Divided into three parts, the collection dwells on the environmental crisis depicting the way the cities are being surrounded by the smoke caused by wildfires and how death became excruciatingly present throughout the pandemic. Another topic included in this book is relationships, which range from romantic to platonic, where the author enhances them to the eyes of the reader even if they are not considered meaningful.
Katie Peterson took the mundane feelings everyone experiences to twist them into beauty represented in a precise set of poems, her thoughts need to be in the heads of every person, no matter the age.
I’m grateful with NetGalley, the author and the publisher for the opportunity of letting me read this before its publication.

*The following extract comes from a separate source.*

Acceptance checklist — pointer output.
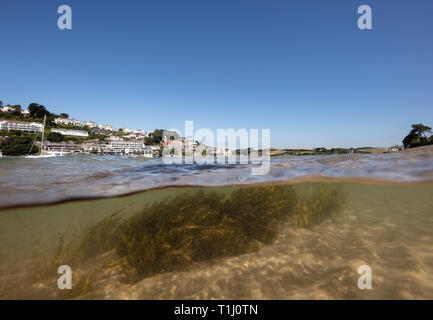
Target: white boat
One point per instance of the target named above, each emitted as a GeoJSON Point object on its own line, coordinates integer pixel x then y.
{"type": "Point", "coordinates": [45, 154]}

Katie Peterson's Fog and Smoke is very much a collection of its time as it explores life within a pandemic and a climate crisis. No doubt its relevancy will remain as we navigate our lives in societies irrevocably changed by Covid-19 and in a world increasingly showing signs of abnormal and rapid climate change.
The first section, Fog, reflects upon the isolation felt during the pandemic and how this impacted us, often far deeper than we would care to admit. While the detachment and fragmentary nature of this poem deliberately mirrors how many of us felt, I found it difficult to connect with it as a result. But again, perhaps that is the very point, it just didn't read as well as Peterson's later poems in this collection because as Peterson then writes about parenthood, birth and death, and then crisis, the human at the centre of it all became palpably relatable.
In these later poems, Peterson's style is steeped in line-level brilliance, romantic narrative and this constant sense of time being far too fleeting. I felt the ache, the desire for everything to slow down, despite just coming out of a time where things came to a standstill. This juxtaposition is caught in Peterson's work, masterfully. And so, despite my difficulties with the opening part, I can appreciate Peterson's intentions and dedication to poetic craft.